Three years ago I wrote about PCI-DSS explaining what it is and what requirements companies have to comply if they want to store, process or transmit cardholder data. However, today, I have more knowledge than three years ago about PCI because I have been working for the banking sector and some companies from then to try to protect their data. Therefore, I would like to share and write an overview about this standard.
Obviously, this standard has increasingly demanding requirements due to the fact that more and more people are using plastic card to buy online. As a result, the Payment Card Industry like the major card brands (Visa, MasterCard, American Express, etc) want to reinforce the requirements because they are losing money with the last attacks to the systems of merchants, processors, acquirers, issuers, and service providers. Consequently, it is mandatory to implement the requirements of PCI-DSS if you want to work with cardholder data. Until when? Maybe when all of us have our money in Google Bank. Nooo please!!
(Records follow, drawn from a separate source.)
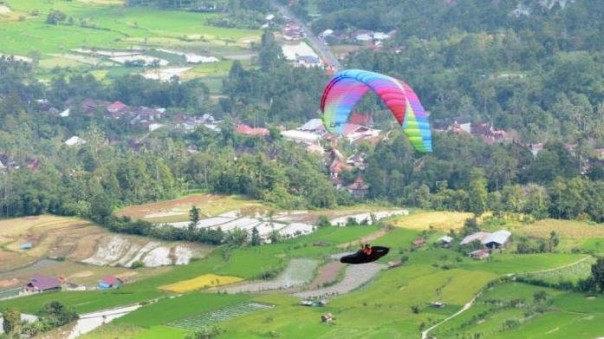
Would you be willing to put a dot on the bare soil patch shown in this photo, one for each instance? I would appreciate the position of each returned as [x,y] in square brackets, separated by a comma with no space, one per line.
[9,283]
[327,274]
[566,229]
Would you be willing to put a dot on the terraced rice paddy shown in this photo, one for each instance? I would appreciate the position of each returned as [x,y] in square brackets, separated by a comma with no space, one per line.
[298,273]
[211,318]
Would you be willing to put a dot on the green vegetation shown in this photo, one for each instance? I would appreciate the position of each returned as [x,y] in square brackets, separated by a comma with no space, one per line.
[536,76]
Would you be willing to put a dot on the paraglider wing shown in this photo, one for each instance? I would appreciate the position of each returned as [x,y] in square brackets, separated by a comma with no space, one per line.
[347,87]
[362,258]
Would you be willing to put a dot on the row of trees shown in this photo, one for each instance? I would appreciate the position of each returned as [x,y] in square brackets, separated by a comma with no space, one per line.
[53,315]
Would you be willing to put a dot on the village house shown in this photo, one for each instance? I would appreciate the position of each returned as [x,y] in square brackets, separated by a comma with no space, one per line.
[479,254]
[480,236]
[313,126]
[117,109]
[419,242]
[444,241]
[251,131]
[75,141]
[40,283]
[358,188]
[110,281]
[92,107]
[356,161]
[497,239]
[488,134]
[301,137]
[145,115]
[489,240]
[354,132]
[308,61]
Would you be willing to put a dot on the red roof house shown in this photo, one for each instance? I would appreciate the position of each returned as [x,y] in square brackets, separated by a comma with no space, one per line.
[247,130]
[110,281]
[41,283]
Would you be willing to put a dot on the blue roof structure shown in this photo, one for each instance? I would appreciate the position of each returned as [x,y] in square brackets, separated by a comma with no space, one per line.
[499,237]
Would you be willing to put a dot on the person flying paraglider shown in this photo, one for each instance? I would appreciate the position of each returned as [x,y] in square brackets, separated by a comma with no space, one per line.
[367,249]
[366,254]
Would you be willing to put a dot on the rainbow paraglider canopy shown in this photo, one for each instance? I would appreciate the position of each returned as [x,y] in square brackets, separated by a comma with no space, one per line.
[347,87]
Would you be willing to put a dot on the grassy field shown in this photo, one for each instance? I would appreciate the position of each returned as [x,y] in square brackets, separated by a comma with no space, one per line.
[561,315]
[111,26]
[383,307]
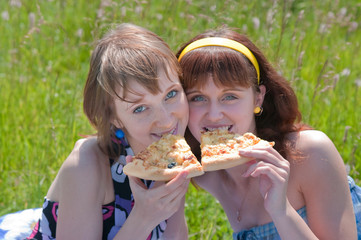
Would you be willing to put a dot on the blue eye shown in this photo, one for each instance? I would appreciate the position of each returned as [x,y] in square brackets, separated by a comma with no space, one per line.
[171,94]
[197,99]
[139,109]
[229,97]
One of the latest change the council has done into the PCI-DSS standard has been last April when they released the 3.1 version which doesn't recommend the SSL libraries because last SSL vulnerabilities like FREAK, PODDLE, Heartbleed or BEAST are painful and dangerous for their pockets. However, policies and procedures like Security Policy, Change Management Procedure, Incident Response Procedure or the Security Development Methodology remain important if we want to protect our data and comply with this standard.
Although documentation is essential and auditors couldn't audit anything without them, in fact, if it isn't written down, it doesn't exist, technical controls should be implemented as well. One of the technical control that more impact to me is how we should encrypt the cardholder data because we must encrypt the Data Encryption Key (DEK) with a Key Encryption Key (KEK), they must be store separately and KEK should be at least as strong as the DEK. The best option to do this is with an HSM appliance but the cheapest option is to store the cardholder data and DEK in a server and KEK and master key in another server. What does all of this mean? We have at least to encrypt the cardholder data with a key, this with another key store in other place, and this last key should be encrypted as well. All of this to protect cardholder data.
In addition to encryption keys, there are a lot of technical controls that we should take into account like two factor authentication for remote access to the PCI infrastructure, penetration test and vulnerability scan, user management, firewall installation, network and services segmentation, file integrity monitoring, IDS/IPS, retention of logs, etc.
Best regards my friend and remember, if you have to adapt your infrastructure to the PCI-DSS standard, you'll have to implement the 12 requirements to protect the most important thing for your customers, the cardholder data.